Sara Story, EdD, OTD, OTR/L, BCG, CAPS

November 4, 2021



What is accessible design?


Accessible design is an approach to make operation, access, or manipulation within a home easier for all. The individual's need determines its features. What does the individual truly need? The typical approach is fixed design or a fixed solution, or as many refer to as permanent. Often, the term accessible design may be viewed with a different connotation than what we mean when talking to the client, so there may be a discrepancy. I have experienced this with some clients who look at the word "accessible" through a medical lens or negatively. I think that education and advocacy are crucial to helping individuals understand the difference.
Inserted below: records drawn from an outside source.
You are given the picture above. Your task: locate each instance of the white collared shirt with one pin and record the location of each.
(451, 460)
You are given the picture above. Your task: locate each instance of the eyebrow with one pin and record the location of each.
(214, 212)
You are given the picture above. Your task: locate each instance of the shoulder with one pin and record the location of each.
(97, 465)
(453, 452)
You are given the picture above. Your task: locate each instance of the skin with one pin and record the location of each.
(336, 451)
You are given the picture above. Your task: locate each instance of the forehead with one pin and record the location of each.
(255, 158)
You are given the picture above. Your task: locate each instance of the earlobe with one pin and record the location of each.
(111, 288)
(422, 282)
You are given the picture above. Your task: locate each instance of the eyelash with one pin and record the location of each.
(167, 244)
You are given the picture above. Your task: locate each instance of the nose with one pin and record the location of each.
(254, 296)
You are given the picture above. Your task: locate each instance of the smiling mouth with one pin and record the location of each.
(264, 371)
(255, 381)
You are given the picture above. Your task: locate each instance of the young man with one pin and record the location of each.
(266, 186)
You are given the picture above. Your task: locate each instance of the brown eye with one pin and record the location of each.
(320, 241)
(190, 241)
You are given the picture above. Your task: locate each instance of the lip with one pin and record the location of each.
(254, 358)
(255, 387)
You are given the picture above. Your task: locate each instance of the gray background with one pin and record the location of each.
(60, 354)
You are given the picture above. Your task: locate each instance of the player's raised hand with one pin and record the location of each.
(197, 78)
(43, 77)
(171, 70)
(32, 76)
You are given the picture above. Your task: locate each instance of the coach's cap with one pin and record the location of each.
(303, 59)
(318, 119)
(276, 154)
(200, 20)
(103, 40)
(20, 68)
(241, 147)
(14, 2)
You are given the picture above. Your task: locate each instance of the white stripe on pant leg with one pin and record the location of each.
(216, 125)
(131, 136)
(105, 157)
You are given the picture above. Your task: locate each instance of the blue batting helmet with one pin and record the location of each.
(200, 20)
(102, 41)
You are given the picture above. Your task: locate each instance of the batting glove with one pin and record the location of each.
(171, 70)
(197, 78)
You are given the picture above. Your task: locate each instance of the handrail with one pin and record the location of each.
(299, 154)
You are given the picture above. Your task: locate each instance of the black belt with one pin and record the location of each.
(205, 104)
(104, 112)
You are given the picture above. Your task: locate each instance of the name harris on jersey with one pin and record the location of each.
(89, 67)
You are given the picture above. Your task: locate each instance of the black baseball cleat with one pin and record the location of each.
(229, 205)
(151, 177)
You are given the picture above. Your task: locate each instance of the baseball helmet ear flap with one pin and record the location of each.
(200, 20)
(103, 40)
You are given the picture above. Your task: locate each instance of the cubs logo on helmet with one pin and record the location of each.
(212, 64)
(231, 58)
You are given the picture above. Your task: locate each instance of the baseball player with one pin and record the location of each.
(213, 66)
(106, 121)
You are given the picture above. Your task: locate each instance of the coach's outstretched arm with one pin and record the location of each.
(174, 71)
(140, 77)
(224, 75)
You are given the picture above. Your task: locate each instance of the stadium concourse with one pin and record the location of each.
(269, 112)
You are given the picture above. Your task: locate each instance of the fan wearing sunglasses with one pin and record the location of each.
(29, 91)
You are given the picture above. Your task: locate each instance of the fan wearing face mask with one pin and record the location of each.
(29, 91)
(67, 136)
As OTs, we want to educate that accessible can take on one or a blend of three angles: adaptable design, transgenerational design, and universal design. Let me give you an example. When looking at a pull-down sprayer faucet or an adjustable stovetop, these are considered accessible designs that demonstrate adaptable and universal design principles. Who doesn't love a pull-down sprayer faucet? I think many times people think the word accessible is very medical, instead of something they can purchase and install.

Adaptable design is an accessible design feature used for an individual with a specific disability or deficit in mind. It is not saying they have to use it, but that is the focus and what the person could benefit from in their environment.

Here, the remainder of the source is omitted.